OpenVPN 2 (server and client library)
We keep three independent git repositories for OpenVPN 2.x, where they should always be in sync:
- GitHub — https://github.com/OpenVPN/openvpn/
- GitLab — https://gitlab.com/openvpn/openvpn
- SourceForge.net — https://sourceforge.net/p/openvpn/openvpn/
OpenVPN 3 Core Library
The OpenVPN 3 core library is a C++11 (and newer) source code library used by OpenVPN 3 Linux, OpenVPN Connect, and OpenVPN for Android. This library contains the lower-level interfaces to implement the OpenVPN wire protocol.
- GitHub — https://github.com/OpenVPN/openvpn3/
OpenVPN 2 GUI for Windows
OpenVPN for Android
OpenVPN 3 Linux
OpenVPN 3 Linux is a new, OpenVPN-3-based implementation focusing on Linux with a completely different approach and user interface compared to the classic OpenVPN 2.x generation. You can find more information here:
We keep two independent git repositories for OpenVPN 3 Linux in sync
- GitHub — https://github.com/OpenVPN/openvpn3-linux
- GitLab — https://gitlab.com/openvpn/openvpn3-linux
- (Experimental, in testing) Codeberg — https://codeberg.org/OpenVPN/openvpn3-linux
OpenVPN Connect v3
OpenVPN Inc. develops the VPN client OpenVPN Connect. It’s included with OpenVPN Access Server, a self-hosted business VPN. It’s also used to connect to OpenVPN Cloud, our OpenVPN-as-a-Service solution. OpenVPN Connect is not open source, but you can download it free from our website and select App Stores. With it, you can connect to any OpenVPN server. We built it on the open-source OpenVPN 3 client library listed above.
Each of these OpenVPN projects should contain a README file in the git repository or their corresponding source archive. This file should describe the needed steps to build the project yourself. As each of these OpenVPN projects is quite different and available on various platforms, the build process is specific to each project and platform.

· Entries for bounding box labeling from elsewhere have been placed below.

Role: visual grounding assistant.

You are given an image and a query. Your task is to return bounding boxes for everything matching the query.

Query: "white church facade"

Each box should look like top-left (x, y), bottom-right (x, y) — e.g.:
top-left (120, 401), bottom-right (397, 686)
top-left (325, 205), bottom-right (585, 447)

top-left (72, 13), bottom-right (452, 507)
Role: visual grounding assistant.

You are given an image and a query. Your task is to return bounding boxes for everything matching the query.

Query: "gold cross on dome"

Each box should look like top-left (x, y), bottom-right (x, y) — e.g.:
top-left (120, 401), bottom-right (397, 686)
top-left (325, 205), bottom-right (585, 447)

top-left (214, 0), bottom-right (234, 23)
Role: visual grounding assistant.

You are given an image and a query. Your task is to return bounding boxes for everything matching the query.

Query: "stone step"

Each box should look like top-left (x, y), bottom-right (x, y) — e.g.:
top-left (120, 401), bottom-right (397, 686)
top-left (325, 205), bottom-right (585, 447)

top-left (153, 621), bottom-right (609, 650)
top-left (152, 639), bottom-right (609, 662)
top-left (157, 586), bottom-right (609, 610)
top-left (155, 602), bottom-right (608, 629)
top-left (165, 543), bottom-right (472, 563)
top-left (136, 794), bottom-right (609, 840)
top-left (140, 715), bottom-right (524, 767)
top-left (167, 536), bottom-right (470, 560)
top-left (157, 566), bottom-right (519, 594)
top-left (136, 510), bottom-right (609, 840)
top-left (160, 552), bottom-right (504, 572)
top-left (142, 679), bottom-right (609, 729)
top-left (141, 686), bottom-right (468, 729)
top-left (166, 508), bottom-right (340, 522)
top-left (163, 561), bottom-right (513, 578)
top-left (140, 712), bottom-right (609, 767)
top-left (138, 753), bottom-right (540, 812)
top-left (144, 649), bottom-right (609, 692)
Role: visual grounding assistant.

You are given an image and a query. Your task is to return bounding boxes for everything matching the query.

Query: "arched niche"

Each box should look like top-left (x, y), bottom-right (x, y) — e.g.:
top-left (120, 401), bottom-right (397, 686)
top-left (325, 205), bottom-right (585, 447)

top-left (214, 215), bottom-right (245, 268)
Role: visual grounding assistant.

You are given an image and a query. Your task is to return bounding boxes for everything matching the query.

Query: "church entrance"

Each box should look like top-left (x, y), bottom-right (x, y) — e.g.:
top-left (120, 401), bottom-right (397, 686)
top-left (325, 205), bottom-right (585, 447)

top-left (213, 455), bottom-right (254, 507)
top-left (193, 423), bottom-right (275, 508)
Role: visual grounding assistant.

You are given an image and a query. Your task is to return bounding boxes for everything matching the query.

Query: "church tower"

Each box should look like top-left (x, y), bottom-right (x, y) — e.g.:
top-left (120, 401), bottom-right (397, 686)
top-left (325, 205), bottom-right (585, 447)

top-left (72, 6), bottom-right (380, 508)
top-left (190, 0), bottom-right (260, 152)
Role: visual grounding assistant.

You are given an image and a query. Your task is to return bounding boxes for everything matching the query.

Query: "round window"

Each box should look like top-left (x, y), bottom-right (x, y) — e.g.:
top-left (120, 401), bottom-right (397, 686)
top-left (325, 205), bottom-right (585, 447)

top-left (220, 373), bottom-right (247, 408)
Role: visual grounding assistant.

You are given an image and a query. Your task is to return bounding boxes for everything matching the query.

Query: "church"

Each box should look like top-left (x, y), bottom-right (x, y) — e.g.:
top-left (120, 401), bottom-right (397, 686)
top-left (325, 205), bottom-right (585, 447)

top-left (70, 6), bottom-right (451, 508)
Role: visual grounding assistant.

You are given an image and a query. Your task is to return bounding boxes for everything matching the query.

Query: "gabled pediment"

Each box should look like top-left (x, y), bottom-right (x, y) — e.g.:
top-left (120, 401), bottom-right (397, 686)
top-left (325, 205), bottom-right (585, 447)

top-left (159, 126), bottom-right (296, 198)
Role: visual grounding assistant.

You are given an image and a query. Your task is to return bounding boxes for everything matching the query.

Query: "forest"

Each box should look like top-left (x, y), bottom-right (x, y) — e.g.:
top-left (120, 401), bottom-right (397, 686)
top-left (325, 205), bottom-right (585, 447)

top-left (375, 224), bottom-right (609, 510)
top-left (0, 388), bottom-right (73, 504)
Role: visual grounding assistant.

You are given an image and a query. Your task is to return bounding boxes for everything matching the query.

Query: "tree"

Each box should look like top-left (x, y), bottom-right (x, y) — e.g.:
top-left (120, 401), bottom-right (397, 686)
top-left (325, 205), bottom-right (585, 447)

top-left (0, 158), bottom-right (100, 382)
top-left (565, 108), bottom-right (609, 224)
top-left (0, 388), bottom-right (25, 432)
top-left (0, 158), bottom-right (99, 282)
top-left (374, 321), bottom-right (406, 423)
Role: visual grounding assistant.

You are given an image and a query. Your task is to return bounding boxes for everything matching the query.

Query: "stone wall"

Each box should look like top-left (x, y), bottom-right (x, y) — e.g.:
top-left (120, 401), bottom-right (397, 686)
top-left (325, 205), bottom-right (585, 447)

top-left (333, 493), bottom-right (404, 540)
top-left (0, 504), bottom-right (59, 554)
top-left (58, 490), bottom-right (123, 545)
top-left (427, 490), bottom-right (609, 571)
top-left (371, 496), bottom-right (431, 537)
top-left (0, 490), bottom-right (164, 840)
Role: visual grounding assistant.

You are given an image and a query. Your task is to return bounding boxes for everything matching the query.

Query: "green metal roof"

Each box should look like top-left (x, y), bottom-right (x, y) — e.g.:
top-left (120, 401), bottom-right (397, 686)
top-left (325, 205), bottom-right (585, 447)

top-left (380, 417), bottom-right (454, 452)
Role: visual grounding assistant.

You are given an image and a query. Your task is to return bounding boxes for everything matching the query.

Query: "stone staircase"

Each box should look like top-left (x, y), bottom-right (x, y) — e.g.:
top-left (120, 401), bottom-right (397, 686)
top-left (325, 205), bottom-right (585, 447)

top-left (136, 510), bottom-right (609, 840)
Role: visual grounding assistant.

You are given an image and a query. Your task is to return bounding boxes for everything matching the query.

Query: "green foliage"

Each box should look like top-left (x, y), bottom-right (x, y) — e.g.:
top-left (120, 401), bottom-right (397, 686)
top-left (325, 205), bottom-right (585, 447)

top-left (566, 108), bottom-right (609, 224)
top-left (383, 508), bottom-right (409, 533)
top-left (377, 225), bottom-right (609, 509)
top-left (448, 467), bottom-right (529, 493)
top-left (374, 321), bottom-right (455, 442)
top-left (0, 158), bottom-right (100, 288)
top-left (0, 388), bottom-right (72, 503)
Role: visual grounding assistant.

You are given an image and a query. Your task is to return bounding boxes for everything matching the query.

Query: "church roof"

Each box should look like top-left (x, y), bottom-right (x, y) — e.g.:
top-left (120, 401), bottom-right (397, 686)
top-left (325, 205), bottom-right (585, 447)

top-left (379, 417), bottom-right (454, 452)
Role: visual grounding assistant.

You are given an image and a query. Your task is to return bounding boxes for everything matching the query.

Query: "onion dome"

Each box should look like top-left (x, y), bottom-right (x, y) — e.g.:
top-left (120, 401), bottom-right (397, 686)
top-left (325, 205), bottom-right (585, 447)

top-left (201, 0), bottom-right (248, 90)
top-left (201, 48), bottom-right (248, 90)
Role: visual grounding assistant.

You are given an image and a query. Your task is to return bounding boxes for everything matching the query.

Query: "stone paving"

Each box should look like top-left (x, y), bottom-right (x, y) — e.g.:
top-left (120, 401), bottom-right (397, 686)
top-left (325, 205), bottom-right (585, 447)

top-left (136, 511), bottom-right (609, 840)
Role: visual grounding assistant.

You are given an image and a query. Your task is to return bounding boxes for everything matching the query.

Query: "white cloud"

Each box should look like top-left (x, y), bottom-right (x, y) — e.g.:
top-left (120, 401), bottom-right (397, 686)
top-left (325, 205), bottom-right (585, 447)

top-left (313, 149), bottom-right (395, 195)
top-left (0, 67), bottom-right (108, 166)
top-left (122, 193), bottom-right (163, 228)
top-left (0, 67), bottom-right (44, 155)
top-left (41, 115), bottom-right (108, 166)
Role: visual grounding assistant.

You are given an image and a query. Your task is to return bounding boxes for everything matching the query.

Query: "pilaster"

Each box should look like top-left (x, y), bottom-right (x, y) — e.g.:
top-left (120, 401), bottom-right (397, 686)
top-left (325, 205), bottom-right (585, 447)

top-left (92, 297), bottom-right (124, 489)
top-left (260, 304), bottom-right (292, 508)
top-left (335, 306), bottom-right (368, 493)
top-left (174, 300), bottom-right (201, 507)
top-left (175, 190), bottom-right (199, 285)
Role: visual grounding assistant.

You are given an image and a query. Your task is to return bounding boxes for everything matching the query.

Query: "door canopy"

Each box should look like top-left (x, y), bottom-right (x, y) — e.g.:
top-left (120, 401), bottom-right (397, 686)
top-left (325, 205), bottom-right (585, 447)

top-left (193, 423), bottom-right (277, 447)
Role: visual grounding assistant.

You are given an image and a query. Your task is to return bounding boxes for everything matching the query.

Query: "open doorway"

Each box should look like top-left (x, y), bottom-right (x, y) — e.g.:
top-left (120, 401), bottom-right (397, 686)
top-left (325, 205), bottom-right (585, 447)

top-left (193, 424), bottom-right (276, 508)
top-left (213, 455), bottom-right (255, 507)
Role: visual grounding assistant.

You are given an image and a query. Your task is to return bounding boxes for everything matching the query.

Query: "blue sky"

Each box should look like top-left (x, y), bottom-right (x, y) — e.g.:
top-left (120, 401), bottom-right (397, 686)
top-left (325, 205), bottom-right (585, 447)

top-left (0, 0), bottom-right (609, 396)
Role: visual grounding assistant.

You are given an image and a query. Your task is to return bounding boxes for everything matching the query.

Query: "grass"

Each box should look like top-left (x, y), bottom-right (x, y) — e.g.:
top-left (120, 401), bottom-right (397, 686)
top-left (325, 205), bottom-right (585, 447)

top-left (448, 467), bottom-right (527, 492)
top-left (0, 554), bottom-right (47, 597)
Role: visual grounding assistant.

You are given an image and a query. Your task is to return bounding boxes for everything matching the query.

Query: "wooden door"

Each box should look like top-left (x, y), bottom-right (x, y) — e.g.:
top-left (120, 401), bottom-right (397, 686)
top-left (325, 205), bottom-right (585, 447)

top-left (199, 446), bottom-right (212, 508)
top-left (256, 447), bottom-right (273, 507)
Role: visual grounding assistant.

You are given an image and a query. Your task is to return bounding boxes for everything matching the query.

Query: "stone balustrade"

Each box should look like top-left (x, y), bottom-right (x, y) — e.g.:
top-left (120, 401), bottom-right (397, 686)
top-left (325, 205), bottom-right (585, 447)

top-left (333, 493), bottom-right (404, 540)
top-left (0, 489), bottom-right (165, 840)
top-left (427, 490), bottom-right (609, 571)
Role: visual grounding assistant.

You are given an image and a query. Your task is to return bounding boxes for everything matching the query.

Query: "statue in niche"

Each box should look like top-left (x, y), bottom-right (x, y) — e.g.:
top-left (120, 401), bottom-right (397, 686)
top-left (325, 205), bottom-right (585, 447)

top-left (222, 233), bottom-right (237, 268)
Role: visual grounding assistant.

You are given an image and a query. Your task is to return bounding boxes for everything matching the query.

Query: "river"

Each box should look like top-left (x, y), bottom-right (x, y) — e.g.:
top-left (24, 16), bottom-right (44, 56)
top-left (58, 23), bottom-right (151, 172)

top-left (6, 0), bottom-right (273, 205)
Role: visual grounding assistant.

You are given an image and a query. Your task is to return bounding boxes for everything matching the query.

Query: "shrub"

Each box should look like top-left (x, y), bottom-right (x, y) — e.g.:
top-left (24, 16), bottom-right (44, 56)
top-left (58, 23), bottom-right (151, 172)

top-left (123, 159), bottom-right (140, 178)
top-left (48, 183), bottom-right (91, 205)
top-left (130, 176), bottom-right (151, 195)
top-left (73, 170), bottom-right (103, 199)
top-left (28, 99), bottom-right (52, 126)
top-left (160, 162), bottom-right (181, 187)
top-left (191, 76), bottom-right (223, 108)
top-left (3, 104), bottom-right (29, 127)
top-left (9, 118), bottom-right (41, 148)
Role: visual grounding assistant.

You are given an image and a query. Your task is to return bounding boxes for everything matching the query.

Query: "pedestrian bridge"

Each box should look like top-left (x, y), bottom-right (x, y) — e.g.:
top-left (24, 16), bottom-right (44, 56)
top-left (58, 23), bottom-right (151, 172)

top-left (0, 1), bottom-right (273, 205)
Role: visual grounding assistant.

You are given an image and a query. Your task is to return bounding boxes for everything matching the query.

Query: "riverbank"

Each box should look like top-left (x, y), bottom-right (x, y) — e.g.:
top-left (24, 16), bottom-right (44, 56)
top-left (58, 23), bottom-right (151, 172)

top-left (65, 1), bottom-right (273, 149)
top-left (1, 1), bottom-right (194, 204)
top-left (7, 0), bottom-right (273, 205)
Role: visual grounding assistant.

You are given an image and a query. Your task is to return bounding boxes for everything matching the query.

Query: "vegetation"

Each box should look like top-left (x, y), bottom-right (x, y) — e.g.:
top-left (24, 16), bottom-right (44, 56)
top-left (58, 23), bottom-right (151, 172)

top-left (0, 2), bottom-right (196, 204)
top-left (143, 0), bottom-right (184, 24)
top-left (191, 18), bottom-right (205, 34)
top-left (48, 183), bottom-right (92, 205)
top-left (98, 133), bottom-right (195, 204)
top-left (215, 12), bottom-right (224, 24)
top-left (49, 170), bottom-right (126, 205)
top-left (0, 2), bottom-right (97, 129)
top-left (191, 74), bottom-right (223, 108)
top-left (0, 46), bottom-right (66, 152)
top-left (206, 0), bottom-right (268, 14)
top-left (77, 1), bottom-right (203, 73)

If you're unsure if your problem is a bug, you can ask about it on OpenVPN support channels. The community developer support section contains various channels to reach the OpenVPN community and developers:
If you've genuinely found a bug, check if the same issue has been reported to Trac, and if it’s been fixed already. If you've found a new, unfixed bug, report it with as many relevant details as possible; good bug reports help resolve the problem quickly. In each bug report, you should document a few things:
- Operating system (e.g., OpenBSD 4.3, Fedora 36, Ubuntu 22.04 LTS, Windows 11, Android 12).
- Report as much information about the OpenVPN version you're running as you can.
- Relevant parts of OpenVPN client and/or server logs (when available).
- OpenVPN 2.x logs should use --verb 4.
- OpenVPN 3 Linux should set openvpn3-admin log-service --log-level 6 and the configuration profile should also use --verb 6. See openvpn3-admin-log-service(8), openvpn3-config-import(1) and openvpn3-config-manage(1) man pages for details.
- If you built OpenVPN yourself, include the ten first lines of config.log, where this file is available.
- Finally, fill in all the fields in Trac according to your best ability.